Other countries such as Indonesia (2005) and Myanmar (2007) have seen huge increases in the price of fuel after the government could no longer afford the subsidies.
One way to reduce the demand for petrol is to reduce the subsidy (thereby raising the price at the pumps) and directing that money into enhanced public transport service. The government needs to accept that this decision, though unpopular at first, will be in the best interests of the people.
To make their point clear, the government should reduce the petrol subsidy by an amount of RM0.08 per litre, which would lead to an increased pump price of RM2.00 per litre. An 8 sen increase in the price of petrol (after the election, of course) would be much easier to accept than a 60 sen hike in 2 to 3 years time. The government should allocate the funds saved towards improving and enhancing public transportation.

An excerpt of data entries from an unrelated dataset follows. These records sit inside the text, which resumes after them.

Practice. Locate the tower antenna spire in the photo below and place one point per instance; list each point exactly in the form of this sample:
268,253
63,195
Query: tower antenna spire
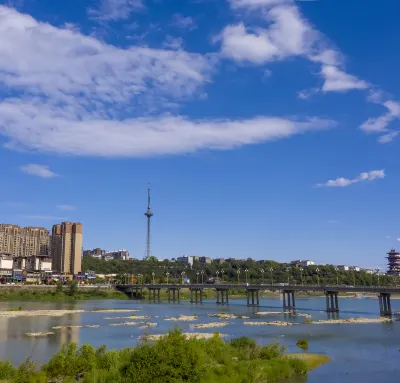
148,214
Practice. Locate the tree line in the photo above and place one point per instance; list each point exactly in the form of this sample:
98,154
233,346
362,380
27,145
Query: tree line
235,271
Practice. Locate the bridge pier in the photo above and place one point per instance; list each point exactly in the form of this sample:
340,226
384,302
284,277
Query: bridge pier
253,298
291,302
197,294
385,306
224,295
332,301
175,296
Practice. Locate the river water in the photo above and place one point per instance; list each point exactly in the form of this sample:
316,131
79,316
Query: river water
361,353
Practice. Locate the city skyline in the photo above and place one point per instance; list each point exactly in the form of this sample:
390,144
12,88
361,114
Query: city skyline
268,129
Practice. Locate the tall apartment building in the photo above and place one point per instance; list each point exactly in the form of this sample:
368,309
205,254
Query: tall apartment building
24,241
66,247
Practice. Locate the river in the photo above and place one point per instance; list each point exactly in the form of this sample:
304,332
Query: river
361,353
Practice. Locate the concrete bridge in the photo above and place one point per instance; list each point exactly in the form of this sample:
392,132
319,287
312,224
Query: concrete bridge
253,293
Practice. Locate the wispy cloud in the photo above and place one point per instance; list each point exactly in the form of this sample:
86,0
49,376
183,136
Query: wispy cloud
363,177
380,124
66,207
81,95
184,22
114,10
288,34
42,171
44,218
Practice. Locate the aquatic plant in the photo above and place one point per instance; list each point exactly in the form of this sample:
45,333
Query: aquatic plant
303,344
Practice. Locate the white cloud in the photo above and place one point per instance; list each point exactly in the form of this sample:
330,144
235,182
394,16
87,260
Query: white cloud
44,217
173,42
184,22
343,182
380,124
66,207
287,34
42,171
114,10
80,96
140,136
389,137
339,81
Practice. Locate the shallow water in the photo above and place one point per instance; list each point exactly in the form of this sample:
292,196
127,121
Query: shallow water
360,352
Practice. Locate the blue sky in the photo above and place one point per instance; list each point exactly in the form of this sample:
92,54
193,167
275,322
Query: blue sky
267,128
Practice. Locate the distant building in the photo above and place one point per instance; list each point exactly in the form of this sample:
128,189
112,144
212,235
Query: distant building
186,259
393,258
122,255
6,265
301,263
24,241
205,260
66,247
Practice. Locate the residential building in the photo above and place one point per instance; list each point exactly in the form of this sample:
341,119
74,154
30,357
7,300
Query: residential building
117,254
186,259
205,260
301,263
95,253
393,258
24,241
219,261
6,265
66,247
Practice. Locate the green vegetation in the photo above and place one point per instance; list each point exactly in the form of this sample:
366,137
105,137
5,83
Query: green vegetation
303,344
172,359
59,293
327,274
19,308
312,361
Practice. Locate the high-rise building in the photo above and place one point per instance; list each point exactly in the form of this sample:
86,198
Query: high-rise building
66,247
24,241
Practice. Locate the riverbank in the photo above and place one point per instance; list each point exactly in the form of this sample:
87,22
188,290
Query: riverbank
174,357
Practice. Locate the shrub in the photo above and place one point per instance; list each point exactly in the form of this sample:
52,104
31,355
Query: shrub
303,344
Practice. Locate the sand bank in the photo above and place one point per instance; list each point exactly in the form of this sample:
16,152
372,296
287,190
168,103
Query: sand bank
211,325
275,323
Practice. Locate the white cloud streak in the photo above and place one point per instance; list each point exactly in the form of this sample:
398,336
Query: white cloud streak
114,10
363,177
42,171
77,95
66,207
287,34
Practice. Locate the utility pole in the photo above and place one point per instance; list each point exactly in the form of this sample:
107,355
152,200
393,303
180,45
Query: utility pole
148,214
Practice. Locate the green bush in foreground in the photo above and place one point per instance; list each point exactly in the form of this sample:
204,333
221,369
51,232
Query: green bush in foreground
303,344
172,359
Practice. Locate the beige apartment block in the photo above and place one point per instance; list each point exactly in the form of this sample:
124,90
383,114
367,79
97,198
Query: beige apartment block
66,247
24,241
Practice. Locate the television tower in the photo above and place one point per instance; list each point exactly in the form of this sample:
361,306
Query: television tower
148,214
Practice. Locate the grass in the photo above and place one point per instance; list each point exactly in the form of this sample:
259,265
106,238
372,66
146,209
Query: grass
312,361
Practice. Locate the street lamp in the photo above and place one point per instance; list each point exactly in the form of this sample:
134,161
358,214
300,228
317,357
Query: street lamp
288,270
377,273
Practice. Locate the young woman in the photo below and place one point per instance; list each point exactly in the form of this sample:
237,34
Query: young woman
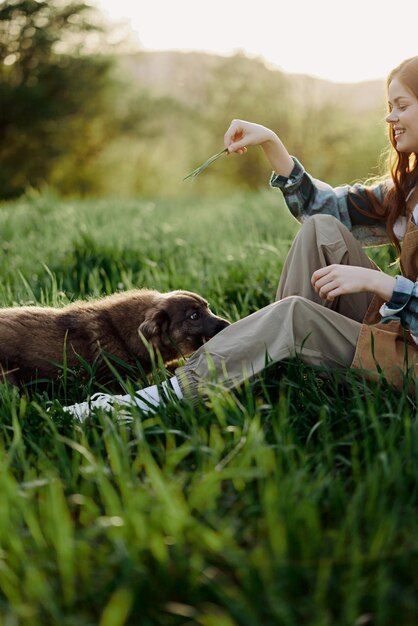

There are many simple things that the government can do to enhance public transportation across the country, and these can be implemented quickly. An expanded Touch 'N' Go service, subsidies for bus operations, tax incentives on the purchase of monthly transit passes, and investment in funding of public transport authorities would make a huge difference for Malaysia.
The proposals here are relatively uninteresting and less glamorous than new LRT lines or monorails in every city that asks for one. The fact is that public transportation can be interesting and glamorous and inspiring. However, before that can all happen, there must be changes in the attitude of the government and the people.
It is good to think that improved public transportation is part of the solution to traffic congestion in Malaysia. However, many people do not speak out and demand better public transportation, and do not actually intend to use the improved public transportation.
They are missing the point. We can only have inspiring, glamorous, interesting and effective public transportation if there are changes at the government level. Once the government makes the necessary changes, creates a national public transportation strategy and a National Public Transportation Department, then we will finally be on track to a great future.
MOAZ YUSUF AHMAD, a regular user of public transport, is deeply concerned that government plans to encourage the use of public transport will ultimately fail because of poor planning and lack of support from the public.